Hello @dusktodawnisparkle, and welcome to Mayo Clinic Connect. You’ve come to the right place to talk with people who have similar experiences and to get support from members who understand what you are going through. Thank you for sharing the details of your diagnosis of a meningioma brain tumor—a great question around your vision.

Are you having any symptoms? If you are okay with sharing, what was happening that made you want to have yourself seen back in January?

Hello @dusktodawnisparkle, I'm sorry to hear about your diagnosis. A brain tumor is never good news. I myself have a Glioblastoma diagnosed in the fall of 2018 located behind the optic chiasm. It is an aggressive tumor with a diagnosis of impending death. I tell you this because, despite what the doctors say, I am still alive (very much alive) and to this day, I have not lost any cognitive function or vision problem. (After my chemotherapy treatments, I happened to have a few short episodes of visual epilepsy. It lasted a few minutes (10 minutes). It doesn't hurt. It's just strange because part of the vision changes during the seizure but then returns to normal.
I like to think positively, (it helps me get through the disease) so, with each visual epileptic attack, I told myself that it was a sign, a good sign that my chemotherapy was working. I have learned in recent months that current medicine does not know much about brain tumors, so be skeptical, especially about the bad news. Your body is resourceful and it wants to heal. I don't know much about meningiomas, but I do the ketogenic diet, and I take certain dietary supplements (ask a certified naturopath) that control tumor growth. I now live with this tumor as if it was of a chronic disease and I try to do everything not to feed it (a bit like a plant that we do not water so that it does not grow). It seems to work pretty well. For the moment, my tumor remains quiet and does not grow.
Hope this can help you, good luck and most of all, keep your spirits up because it helps you and your brain fight this meningioma.

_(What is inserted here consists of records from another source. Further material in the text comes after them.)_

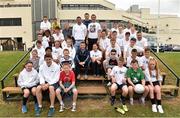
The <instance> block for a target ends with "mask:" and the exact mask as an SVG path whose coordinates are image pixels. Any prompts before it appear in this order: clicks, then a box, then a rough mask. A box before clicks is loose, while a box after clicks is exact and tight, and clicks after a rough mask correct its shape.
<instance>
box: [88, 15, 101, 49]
mask: <svg viewBox="0 0 180 118" xmlns="http://www.w3.org/2000/svg"><path fill="white" fill-rule="evenodd" d="M91 20H92V22H91V23H90V24H89V25H88V50H89V51H90V50H92V46H93V44H94V43H97V40H98V38H99V37H100V36H99V35H100V33H101V26H100V24H99V23H98V22H96V15H95V14H92V15H91Z"/></svg>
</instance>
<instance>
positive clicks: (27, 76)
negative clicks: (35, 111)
mask: <svg viewBox="0 0 180 118" xmlns="http://www.w3.org/2000/svg"><path fill="white" fill-rule="evenodd" d="M38 83H39V78H38V73H37V71H36V70H35V69H34V68H33V63H32V62H31V61H27V62H26V64H25V68H24V69H23V70H22V71H21V72H20V74H19V78H18V85H19V86H20V87H21V89H22V91H23V102H22V113H26V112H27V106H26V103H27V100H28V98H29V95H30V93H32V95H33V97H34V102H35V104H34V107H35V111H37V110H38V103H37V99H36V87H37V85H38Z"/></svg>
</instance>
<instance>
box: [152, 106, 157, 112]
mask: <svg viewBox="0 0 180 118" xmlns="http://www.w3.org/2000/svg"><path fill="white" fill-rule="evenodd" d="M152 112H157V105H156V104H153V105H152Z"/></svg>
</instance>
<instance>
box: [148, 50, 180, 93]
mask: <svg viewBox="0 0 180 118" xmlns="http://www.w3.org/2000/svg"><path fill="white" fill-rule="evenodd" d="M151 52H152V54H153V55H154V56H155V57H156V58H157V59H158V60H159V61H160V62H161V63H162V64H163V65H164V66H165V67H166V68H167V69H168V70H169V71H170V72H171V73H172V75H173V76H174V77H175V78H176V86H177V87H179V85H180V77H179V76H178V75H177V74H176V72H174V70H173V69H172V68H171V67H169V66H168V65H167V64H166V63H165V62H164V61H163V60H162V59H161V58H160V57H159V56H158V55H157V54H156V53H155V52H154V51H153V50H152V49H151ZM174 94H175V95H178V90H175V92H174Z"/></svg>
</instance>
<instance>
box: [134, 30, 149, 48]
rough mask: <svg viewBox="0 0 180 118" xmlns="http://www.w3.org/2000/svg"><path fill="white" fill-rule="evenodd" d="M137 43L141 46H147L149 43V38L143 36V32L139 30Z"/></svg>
mask: <svg viewBox="0 0 180 118" xmlns="http://www.w3.org/2000/svg"><path fill="white" fill-rule="evenodd" d="M136 45H137V46H139V47H141V48H144V49H145V48H147V46H148V43H147V39H146V38H144V37H142V32H140V31H139V32H137V41H136Z"/></svg>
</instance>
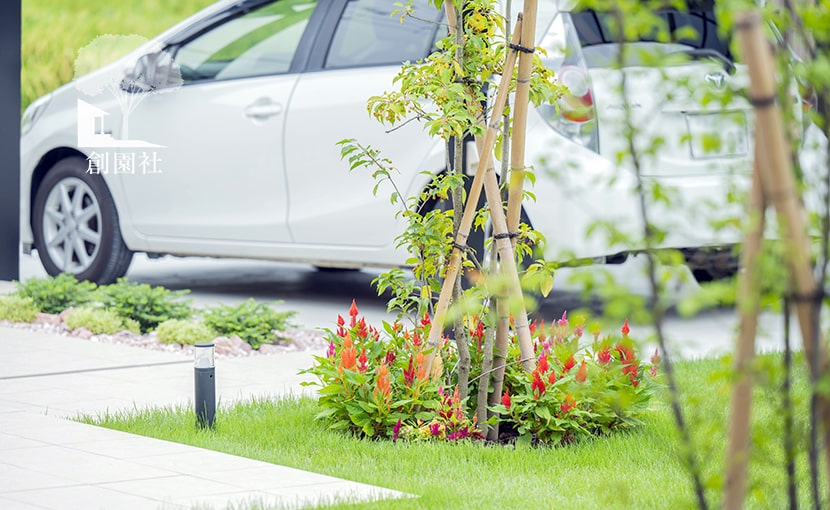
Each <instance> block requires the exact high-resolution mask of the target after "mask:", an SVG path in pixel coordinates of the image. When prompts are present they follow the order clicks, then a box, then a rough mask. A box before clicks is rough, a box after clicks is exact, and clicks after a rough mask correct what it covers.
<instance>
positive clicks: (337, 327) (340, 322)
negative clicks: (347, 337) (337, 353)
mask: <svg viewBox="0 0 830 510" xmlns="http://www.w3.org/2000/svg"><path fill="white" fill-rule="evenodd" d="M345 325H346V320H345V319H343V316H342V315H338V316H337V336H339V337H340V338H344V337H345V336H346V329H345V328H344V327H343V326H345Z"/></svg>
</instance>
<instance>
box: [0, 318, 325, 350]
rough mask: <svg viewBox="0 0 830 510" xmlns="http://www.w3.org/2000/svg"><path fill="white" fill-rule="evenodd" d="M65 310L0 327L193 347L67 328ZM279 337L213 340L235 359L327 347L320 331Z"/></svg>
mask: <svg viewBox="0 0 830 510" xmlns="http://www.w3.org/2000/svg"><path fill="white" fill-rule="evenodd" d="M65 316H66V312H64V313H62V314H60V315H52V314H46V313H39V314H38V316H37V319H35V321H34V322H32V323H28V322H9V321H0V326H3V327H8V328H16V329H26V330H29V331H38V332H42V333H48V334H52V335H60V336H68V337H75V338H82V339H84V340H89V341H90V342H98V343H102V344H103V343H106V344H121V345H128V346H132V347H140V348H142V349H151V350H154V351H165V352H177V353H182V354H186V355H191V354H192V353H193V346H191V345H179V344H163V343H161V342H159V340H158V337H157V336H156V332H155V331H153V332H150V333H146V334H143V335H140V334H136V333H131V332H129V331H121V332H118V333H115V334H113V335H95V334H93V333H92V332H91V331H89V330H88V329H86V328H77V329H75V330H70V329H69V328H68V327H66V324H65V323H64V318H65ZM280 336H281V337H282V338H283V340H279V341H278V342H277V343H276V344H274V345H263V346H261V347H260V348H259V349H252V348H251V346H250V345H248V344H247V343H246V342H244V341H243V340H242V339H240V338H239V337H238V336H236V335H233V336H231V337H217V338H216V339H214V341H213V342H214V345H215V348H216V357H217V358H237V357H246V356H269V355H276V354H280V353H284V352H298V351H310V350H321V349H325V348H326V347H327V346H328V343H327V342H326V341H325V340H324V339H323V332H322V331H317V330H310V329H289V330H285V331H282V332H280Z"/></svg>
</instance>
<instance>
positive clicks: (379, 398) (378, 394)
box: [374, 363, 392, 400]
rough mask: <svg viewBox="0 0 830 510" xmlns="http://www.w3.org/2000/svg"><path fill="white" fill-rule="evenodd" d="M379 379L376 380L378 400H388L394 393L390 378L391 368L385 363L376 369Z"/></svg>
mask: <svg viewBox="0 0 830 510" xmlns="http://www.w3.org/2000/svg"><path fill="white" fill-rule="evenodd" d="M375 374H376V376H377V379H376V381H375V391H374V394H375V398H376V399H377V400H386V398H387V397H389V395H390V393H392V383H391V381H390V380H389V368H387V367H386V365H384V364H383V363H381V364H380V366H379V367H378V368H377V370H376V371H375Z"/></svg>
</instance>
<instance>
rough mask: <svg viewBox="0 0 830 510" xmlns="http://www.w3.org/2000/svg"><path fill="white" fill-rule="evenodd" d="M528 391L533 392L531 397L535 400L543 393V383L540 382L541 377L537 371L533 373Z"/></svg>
mask: <svg viewBox="0 0 830 510" xmlns="http://www.w3.org/2000/svg"><path fill="white" fill-rule="evenodd" d="M530 389H531V390H533V391H534V392H535V394H534V395H533V396H534V397H535V398H536V399H537V400H538V399H539V397H541V396H542V393H544V392H545V383H544V381H542V376H541V375H540V374H539V371H538V370H534V371H533V382H531V383H530Z"/></svg>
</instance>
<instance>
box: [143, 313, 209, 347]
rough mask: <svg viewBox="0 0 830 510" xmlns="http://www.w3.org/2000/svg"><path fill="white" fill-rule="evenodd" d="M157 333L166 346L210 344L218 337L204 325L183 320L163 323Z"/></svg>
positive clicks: (203, 323) (158, 337) (163, 342)
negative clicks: (168, 345) (210, 343)
mask: <svg viewBox="0 0 830 510" xmlns="http://www.w3.org/2000/svg"><path fill="white" fill-rule="evenodd" d="M156 333H157V334H158V338H159V342H161V343H164V344H179V345H193V344H198V343H202V342H209V341H211V340H213V339H214V338H215V337H216V333H215V332H214V331H213V330H212V329H210V328H209V327H208V326H207V325H205V324H204V323H202V322H194V321H189V320H182V319H170V320H166V321H164V322H162V323H161V324H159V327H158V329H156Z"/></svg>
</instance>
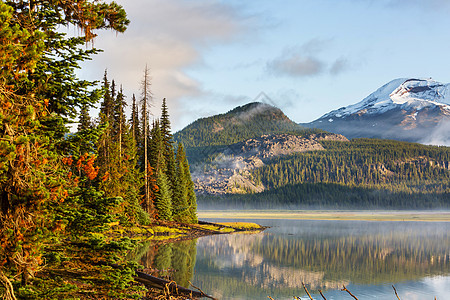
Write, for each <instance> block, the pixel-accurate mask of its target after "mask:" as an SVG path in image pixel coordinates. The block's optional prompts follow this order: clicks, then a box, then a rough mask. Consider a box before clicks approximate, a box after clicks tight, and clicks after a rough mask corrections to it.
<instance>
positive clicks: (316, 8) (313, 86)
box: [78, 0, 450, 132]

Hi @dusktodawnisparkle, I'd like to add my welcome. You'll notice that I moved your message to this existing discussion about Watching a Meningioma Brain Tumor. Click VIEW & REPLY to read through past posts.

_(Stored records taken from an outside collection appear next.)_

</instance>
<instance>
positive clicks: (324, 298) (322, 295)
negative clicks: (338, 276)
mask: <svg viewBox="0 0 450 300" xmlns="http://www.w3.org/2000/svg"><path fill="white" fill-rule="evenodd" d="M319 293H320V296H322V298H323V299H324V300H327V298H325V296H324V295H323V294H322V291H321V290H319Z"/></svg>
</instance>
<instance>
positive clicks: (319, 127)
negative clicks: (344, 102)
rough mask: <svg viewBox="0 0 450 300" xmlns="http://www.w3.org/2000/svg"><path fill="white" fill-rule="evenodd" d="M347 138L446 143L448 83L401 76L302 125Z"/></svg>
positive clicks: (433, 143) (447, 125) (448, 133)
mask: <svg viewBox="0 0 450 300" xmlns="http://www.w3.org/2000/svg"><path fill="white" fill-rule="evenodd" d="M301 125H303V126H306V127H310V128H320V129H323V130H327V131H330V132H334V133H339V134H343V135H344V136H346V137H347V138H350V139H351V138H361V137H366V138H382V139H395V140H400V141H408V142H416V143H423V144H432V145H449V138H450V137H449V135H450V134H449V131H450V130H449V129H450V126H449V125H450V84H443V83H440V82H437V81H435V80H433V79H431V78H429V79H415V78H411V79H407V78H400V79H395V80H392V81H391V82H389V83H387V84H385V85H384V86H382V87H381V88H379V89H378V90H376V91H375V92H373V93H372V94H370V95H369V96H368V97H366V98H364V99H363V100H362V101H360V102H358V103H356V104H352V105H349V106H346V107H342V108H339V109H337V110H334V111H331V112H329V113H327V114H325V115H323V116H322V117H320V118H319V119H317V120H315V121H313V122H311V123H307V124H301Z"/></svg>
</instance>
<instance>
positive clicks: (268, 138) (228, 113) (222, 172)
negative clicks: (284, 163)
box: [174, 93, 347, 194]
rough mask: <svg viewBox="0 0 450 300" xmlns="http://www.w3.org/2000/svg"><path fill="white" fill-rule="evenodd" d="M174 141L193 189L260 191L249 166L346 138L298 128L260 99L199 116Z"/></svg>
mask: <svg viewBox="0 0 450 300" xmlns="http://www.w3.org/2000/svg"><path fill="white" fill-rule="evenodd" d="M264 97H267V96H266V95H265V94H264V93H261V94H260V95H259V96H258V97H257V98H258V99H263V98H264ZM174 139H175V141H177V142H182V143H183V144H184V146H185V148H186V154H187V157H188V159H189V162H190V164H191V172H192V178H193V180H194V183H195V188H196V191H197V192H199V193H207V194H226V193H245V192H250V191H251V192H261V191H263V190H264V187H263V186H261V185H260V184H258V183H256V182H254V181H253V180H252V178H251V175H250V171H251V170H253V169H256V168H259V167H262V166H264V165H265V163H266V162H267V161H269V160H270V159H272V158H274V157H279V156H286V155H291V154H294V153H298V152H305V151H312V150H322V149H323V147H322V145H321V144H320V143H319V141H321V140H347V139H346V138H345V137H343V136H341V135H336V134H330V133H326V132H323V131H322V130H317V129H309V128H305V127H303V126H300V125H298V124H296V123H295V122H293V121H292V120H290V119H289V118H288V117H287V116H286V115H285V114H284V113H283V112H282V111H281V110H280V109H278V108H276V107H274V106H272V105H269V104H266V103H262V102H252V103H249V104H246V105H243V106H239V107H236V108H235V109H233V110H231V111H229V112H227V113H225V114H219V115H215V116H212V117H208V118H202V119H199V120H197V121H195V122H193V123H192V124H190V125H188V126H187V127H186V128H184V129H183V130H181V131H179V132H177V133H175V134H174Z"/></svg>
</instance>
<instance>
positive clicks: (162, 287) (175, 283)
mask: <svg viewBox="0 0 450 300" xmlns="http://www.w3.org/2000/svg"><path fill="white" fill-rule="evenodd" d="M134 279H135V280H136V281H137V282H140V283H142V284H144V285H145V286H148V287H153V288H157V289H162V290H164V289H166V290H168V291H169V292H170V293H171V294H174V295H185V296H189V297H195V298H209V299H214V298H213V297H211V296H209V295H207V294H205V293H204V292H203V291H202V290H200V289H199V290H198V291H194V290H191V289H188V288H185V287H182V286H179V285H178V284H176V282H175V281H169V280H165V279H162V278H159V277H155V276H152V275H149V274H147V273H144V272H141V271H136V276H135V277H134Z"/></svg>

You might also be interested in reading the posts of members like @robinem @ees1 @cnesselroad and more in these related discussions:
- Meningioma and Cavernoma: Stressed Waiting and Watching https://connect.mayoclinic.org/discussion/meningioma-and-cavernoma/
- Meningioma - I'm scared to watch and wait https://connect.mayoclinic.org/discussion/have-had-a-mri-that-revealed-a-large-structure-that-is-presumed/

Being told that watchful waiting is your treatment option can be stressful. In actual fact, your medical team is not inactive, but rather actively monitoring you. This is likely because the risk of treatment is more dangerous than the possible benefits. I prefer the term “active surveillance” rather than “no effort”.

I'm unclear about one thing in your post. Are you currently experiencing vision issues?